Cyber Risk Application Security Senior Consultant

Are you interested in working in a dynamic environment that offers opportunities for professional growth and new responsibilities? If so, Deloitte could be the place for you. This is an unparalleled time of change with new information security challenges arising each day. Our team of Cyber risk professionals bring industry experience, confidence, and technical knowledge to help our clients tackle those unique challenges. If you are seeking a role that offers exposure to enterprise-level software implementations and variety to your day-to-day routine while allowing you to develop personally and professionally, consider a career in Deloitte Advisory's Cyber practice.

Work you will do
The responsibilities of an Application Security Senior Consultant are broad and may vary depending on your level of experience and skills.

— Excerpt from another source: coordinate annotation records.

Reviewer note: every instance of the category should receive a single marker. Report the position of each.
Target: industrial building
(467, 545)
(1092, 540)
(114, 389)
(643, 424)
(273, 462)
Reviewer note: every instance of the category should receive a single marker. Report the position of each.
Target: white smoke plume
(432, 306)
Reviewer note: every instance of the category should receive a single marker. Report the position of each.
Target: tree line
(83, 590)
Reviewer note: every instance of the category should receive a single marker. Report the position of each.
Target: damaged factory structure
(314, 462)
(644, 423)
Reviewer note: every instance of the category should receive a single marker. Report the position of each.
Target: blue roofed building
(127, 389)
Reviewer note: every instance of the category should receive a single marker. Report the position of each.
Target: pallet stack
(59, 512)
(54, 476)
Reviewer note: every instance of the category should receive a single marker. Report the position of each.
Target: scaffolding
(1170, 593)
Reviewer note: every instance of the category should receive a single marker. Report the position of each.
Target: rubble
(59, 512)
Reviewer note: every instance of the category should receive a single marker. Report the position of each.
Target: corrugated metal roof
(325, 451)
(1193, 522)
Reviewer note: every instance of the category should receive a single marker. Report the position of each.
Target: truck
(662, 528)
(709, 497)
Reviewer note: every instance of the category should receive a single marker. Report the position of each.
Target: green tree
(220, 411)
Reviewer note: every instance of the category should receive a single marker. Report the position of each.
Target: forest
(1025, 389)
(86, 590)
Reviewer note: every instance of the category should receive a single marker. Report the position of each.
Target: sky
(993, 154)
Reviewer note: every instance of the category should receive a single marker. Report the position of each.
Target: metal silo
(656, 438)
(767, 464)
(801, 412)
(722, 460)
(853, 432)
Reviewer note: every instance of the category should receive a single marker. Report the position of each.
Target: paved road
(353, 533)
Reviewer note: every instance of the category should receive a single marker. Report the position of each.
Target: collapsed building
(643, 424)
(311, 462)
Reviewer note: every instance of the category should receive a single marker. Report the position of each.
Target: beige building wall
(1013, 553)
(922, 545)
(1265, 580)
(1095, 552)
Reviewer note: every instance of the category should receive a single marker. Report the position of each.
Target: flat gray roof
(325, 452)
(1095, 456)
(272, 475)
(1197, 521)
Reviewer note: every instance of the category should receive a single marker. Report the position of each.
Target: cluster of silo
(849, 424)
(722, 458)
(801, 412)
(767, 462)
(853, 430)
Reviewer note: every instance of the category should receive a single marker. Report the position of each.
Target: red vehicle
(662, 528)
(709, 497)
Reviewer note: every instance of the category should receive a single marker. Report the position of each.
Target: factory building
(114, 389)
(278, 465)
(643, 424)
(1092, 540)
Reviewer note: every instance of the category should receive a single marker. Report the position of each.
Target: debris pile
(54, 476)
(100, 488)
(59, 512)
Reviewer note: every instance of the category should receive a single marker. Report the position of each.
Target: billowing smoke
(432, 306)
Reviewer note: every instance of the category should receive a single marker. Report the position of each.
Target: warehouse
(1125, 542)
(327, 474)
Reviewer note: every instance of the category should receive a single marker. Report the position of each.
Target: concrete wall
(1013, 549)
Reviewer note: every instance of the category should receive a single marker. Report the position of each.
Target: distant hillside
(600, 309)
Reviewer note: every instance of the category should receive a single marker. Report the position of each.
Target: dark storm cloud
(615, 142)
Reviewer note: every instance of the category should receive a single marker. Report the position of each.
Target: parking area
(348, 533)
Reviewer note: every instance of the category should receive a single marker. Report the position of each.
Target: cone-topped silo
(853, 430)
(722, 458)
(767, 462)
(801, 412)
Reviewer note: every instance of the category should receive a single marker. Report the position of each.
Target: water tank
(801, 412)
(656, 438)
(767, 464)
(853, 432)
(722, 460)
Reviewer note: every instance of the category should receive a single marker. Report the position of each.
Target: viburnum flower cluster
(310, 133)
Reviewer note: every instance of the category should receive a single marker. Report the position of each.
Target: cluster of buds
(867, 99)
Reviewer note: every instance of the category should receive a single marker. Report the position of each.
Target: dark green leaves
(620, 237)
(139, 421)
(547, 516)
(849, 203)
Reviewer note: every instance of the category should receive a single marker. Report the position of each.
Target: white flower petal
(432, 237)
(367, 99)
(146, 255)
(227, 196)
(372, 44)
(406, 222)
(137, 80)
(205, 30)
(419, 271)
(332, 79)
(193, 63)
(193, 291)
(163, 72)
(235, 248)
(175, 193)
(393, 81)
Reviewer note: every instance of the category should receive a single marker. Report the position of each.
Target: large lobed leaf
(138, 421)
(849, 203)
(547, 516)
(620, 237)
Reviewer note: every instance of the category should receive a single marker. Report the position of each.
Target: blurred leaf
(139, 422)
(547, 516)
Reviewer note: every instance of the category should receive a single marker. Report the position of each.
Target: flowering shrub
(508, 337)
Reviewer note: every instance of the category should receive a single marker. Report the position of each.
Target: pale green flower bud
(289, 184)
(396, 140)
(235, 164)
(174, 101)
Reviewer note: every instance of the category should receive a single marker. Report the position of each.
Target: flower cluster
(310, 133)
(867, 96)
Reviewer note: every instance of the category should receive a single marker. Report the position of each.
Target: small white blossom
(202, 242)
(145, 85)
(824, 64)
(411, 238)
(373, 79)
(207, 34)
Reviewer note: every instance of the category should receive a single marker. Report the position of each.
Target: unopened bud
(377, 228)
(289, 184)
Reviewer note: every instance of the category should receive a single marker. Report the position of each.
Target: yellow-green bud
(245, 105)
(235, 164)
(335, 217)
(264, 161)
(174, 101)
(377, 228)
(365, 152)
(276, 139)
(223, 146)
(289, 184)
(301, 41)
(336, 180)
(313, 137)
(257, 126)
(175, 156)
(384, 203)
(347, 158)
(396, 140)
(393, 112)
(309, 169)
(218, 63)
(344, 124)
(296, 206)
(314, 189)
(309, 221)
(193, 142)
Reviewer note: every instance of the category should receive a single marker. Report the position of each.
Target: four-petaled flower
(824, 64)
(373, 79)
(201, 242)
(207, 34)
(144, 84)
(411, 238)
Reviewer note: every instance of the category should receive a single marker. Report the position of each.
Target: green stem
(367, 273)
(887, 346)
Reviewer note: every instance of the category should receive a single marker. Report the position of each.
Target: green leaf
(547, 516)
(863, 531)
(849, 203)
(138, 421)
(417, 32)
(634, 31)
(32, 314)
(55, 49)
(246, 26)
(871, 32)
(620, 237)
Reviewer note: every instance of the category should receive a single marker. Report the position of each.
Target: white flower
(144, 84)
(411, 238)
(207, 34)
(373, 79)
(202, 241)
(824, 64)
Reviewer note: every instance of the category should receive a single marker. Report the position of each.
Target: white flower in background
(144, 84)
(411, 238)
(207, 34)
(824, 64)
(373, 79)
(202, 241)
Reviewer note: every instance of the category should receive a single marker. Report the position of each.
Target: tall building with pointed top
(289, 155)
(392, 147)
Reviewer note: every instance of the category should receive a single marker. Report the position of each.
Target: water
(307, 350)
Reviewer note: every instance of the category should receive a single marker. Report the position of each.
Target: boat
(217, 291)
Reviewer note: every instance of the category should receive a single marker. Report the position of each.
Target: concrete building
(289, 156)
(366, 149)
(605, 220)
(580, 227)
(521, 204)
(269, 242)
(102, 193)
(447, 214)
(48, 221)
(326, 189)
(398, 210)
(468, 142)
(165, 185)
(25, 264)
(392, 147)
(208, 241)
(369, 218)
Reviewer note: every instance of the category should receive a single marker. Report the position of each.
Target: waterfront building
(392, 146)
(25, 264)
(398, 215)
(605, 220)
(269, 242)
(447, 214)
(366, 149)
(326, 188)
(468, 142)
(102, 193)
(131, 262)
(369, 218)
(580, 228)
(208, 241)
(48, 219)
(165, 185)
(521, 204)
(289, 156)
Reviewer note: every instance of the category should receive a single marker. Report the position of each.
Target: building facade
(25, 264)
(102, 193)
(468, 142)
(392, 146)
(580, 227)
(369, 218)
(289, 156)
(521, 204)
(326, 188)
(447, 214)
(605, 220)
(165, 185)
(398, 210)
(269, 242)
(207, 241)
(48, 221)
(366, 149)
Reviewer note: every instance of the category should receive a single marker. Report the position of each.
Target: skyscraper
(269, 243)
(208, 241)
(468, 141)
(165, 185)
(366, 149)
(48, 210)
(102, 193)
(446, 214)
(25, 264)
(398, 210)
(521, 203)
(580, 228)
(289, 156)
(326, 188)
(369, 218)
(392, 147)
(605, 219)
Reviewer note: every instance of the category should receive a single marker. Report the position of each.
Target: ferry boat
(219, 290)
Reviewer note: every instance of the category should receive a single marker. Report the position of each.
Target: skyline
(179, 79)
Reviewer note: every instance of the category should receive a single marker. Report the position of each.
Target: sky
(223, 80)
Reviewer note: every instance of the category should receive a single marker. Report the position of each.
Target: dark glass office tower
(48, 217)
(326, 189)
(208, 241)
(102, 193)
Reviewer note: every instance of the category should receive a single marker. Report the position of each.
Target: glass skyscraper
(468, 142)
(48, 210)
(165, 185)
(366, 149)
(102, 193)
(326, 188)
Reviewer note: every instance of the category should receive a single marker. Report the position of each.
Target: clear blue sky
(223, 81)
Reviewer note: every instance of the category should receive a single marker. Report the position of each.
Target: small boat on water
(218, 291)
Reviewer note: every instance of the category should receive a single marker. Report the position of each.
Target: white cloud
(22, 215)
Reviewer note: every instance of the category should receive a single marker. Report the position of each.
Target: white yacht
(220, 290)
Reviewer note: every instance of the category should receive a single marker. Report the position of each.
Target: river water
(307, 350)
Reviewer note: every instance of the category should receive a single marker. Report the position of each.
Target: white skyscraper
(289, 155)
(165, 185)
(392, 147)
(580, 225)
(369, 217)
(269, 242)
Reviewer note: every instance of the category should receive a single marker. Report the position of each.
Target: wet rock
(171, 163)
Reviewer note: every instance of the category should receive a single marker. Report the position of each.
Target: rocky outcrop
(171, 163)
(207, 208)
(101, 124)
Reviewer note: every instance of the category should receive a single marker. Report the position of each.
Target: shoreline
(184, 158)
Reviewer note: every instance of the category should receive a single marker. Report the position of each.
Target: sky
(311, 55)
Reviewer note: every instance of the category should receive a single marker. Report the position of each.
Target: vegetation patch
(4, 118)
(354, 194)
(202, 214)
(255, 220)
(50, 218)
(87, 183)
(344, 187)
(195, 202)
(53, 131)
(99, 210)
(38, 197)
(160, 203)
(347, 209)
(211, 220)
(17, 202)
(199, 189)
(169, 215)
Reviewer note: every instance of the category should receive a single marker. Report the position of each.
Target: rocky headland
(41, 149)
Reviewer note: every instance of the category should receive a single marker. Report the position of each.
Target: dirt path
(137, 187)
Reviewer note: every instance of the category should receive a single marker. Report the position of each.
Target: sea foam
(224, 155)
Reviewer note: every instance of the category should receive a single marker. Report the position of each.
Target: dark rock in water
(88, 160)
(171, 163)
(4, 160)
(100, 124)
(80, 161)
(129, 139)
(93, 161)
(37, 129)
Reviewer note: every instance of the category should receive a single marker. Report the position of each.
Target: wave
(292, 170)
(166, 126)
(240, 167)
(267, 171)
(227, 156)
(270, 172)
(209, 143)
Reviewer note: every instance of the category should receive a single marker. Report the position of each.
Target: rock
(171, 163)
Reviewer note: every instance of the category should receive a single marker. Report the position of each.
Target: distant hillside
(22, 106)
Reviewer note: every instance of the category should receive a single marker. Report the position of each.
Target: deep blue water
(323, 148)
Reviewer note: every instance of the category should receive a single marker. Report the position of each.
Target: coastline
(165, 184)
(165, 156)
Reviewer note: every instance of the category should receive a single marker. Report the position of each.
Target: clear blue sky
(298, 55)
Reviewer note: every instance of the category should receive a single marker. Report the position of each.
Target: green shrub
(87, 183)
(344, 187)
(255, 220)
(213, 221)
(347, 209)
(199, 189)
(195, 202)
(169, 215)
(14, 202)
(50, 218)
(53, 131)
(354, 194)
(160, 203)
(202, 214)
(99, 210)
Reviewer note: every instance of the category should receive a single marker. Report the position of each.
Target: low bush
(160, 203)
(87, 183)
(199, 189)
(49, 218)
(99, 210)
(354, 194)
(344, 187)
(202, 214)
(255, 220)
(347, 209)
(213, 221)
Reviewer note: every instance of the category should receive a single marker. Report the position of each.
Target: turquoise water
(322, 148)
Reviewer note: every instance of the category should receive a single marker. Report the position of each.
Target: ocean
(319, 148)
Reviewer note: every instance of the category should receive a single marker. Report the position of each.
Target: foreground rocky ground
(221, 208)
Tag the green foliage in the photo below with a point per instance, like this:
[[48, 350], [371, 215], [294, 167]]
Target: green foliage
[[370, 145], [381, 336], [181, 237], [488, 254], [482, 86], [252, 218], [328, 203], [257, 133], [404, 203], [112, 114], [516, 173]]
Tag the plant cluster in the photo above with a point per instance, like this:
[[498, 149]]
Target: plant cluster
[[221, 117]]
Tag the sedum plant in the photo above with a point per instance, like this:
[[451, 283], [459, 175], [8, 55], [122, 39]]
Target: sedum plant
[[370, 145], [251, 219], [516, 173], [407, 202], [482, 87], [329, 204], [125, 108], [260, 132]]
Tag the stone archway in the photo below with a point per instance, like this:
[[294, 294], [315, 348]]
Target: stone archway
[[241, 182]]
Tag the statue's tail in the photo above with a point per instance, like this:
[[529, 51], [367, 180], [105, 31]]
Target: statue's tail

Responsibilities include but are not limited to:

• Performing security software architecture review and threat modeling

• Advising and implementing secure software architecture patterns

• Performing application security program-level assessments leveraging industry preferred practices

• Modernizing application security program through DevSecOps program implementation

• Scanning / testing modern apps at code, container, Kubernetes, API and cloud layer

• Designing and automating application security leveraging CI/CD pipelines

• Communicating security concepts to non-security clients such as developers, architects, engineers, business executives

• Extracting pain points from the clients and solve them through planning, managing, execution and communicating with clients

• Remediating security vulnerabilities working directly with clients

• Representing Deloitte's technical, business, and professional values to customers, partners, and peers.

Qualifications

Required:

• BA/BS Degree in Computer Science, Cyber Security, Information Security, Engineering, or Information Technology
• 3+ years of experience in software or security consulting
• 3+ years of experience in software development using Java, Microsoft .NET, or C/C++
• 3+ years of experience using build tools (e.g. ant, make, maven, msbuild, nant, etc.)
• 3+ years of experience in developing and/or deploying Web applications
• 3+ years of experience with multiple operating systems
• 3+ years of experience in enterprise security or application security
• 3+ years of experience in IT operations (e.g., incident handling, NOC, SOC, etc.)
• CSSLP, CISSP, CISA, CCP MCP/MCSE or SANS certifications
• While up to 80% travel is requirement of the role, due to COVID-19, non-essential travel has been suspended until further notice.
• Limited visa sponsorship may be available

• Fundamental understanding of software, computer, and network architectures.
• Highly motivated, competitive, entrepreneurial and attracted to challenging opportunities.
• Demonstrates the ability to work in a fast-paced environment where organizational skills are essential.
• Has strong problem solving, analytical, interpersonal, and ownership skills.
• Possess excellent collaboration skills with a wide variety of internal team members.
• Is an intelligent, self-starting, self-confident individual with integrity and accountability.
• Possess strong written, verbal and presentation skills.